A Europa e os EUA, na defesa da democracia formal, estimularam a purga aos juízes e militares que cuidavam da laicidade imposta pela Constituição. Protegeram o PM, um devoto cuja mulher não larga o niqab com que esconde o focinho, e ignoraram a odiosa declaração de compreensão pelo assassinato de juízes que subscreveram o acórdão que legitimou a proibição do niqab nas universidades que sobrepunham a ciência e a cultura às orações e homilias. O PM turco disse que percebia a raiva das pessoas que viam limitada a expressão da sua religiosidade, não lhe merecendo a mínima solidariedade a jurisprudência e o martírio dos juízes do tribunal supremo, na defesa da laicidade.

A Europa está a descurar a laicidade em nome da caça ao voto pio e a esquerda deixa à extrema-direita, racista e xenófoba, o monopólio do combate ideológico, permitindo que a neutralidade do laicismo se transforme em proselitismo concorrente, como acontece já em França, num desvario islamofóbico de matriz católica.

Erdoğan começou por afastar os defensores da laicidade e facilita agora a reislamização  que conduz à sharia.
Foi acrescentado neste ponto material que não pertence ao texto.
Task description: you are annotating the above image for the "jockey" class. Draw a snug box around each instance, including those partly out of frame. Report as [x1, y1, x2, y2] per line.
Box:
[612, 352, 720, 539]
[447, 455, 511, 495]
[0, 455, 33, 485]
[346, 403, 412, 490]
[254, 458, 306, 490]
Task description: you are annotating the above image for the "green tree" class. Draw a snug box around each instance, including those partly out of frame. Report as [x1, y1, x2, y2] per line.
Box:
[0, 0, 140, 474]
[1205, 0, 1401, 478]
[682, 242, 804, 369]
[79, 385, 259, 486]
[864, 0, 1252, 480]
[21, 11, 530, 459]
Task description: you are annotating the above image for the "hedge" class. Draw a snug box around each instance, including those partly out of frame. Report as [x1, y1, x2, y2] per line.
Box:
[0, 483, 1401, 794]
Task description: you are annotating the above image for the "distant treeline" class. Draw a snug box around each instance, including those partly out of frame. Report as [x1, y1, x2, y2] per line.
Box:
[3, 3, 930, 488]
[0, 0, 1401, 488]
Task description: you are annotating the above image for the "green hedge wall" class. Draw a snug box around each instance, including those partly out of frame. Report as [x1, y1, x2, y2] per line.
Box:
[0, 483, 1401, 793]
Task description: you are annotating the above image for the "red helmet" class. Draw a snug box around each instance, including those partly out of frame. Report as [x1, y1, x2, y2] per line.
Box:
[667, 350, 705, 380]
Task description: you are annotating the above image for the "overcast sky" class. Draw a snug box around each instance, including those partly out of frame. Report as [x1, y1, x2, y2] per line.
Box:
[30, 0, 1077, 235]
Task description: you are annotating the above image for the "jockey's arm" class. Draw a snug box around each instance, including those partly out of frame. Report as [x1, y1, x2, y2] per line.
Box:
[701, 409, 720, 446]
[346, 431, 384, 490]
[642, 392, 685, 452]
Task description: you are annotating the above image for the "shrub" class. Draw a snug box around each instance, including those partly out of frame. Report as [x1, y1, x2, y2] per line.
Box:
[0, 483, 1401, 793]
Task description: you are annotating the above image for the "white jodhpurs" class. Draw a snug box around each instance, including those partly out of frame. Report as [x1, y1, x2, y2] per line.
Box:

Enquanto as pequenas leis limitam as carícias públicas trocadas por namorados e restringem a venda e o consumo de álcool, os talibãs fomentam a explosão do fascismo islâmico e a liquidação da herança de Atatürk.

Os europeus, imbecis, vão recitando o breviário do multiculturalismo e aconchegam-se às sotainas.

Comentários

Manuel Galvão disse…
Réplicas do sismo que foi a queda do muro de Berlim...

Os partidos "socialistas em liberdade" têm os dias contados. Já não fazem falta para atenuar as diferenças entre os direitos das classes trabalhadoras de Este e Oeste.
Com esta deriva islamista num país que era um exemplo de laicidade, parece-me que tem de ficar totalmente posta de parte a ideia de deixar entrar a Turquia na União Europeia (se bem que esta já não é o que era, nem muito menos o que queríamos que fosse...).
MHP:

Subscrevo o seu comentário assim como acho pertinente, e motivo de reflexão, o comentário de Manuel Galvão.
e-pá! disse…
Erdogan conseguiu - até aqui - levar a água ao seu moinho 'desmontando' (paulatinamente) o Estado laico fundado por Atatürk.
Desde depurações nas Forças Armadas a assassinatos de juízes tudo foi possível ou possibilitado. Desde o uso de véus nas Escolas e Universidade à insípida 'lei seca' tudo parecia correr bem até que a corrupção do betão e da construção civil o traiu.
É assim: os fanáticos 'tropeçam' onde menos se espera.
No meio do desastre encetou uma fuga para a frente e na terra da mesquita azul apareceu a prometer uma nova e gigantesca mesquita sobre o Bósforo...
O conflito entre liberalismo e islamismo mostrou-se insanável. Uma situação a seguir de perto...
sxzoeyjbrhg disse…
"There is now a menace which is called Twitter," Recep Tayyip Erdogan said. "The best examples of lies can be found there. To me, social media is the worst menace to society."

http://www.tntmagazine.com/news/world/turkish-prime-minister-recep-erdogan-blames-social-media-for-anti-government-protests

Ao contrário do que diz Erdogan, as redes sociais são a maior ameaça a governos autoritários como os desta besta de PM.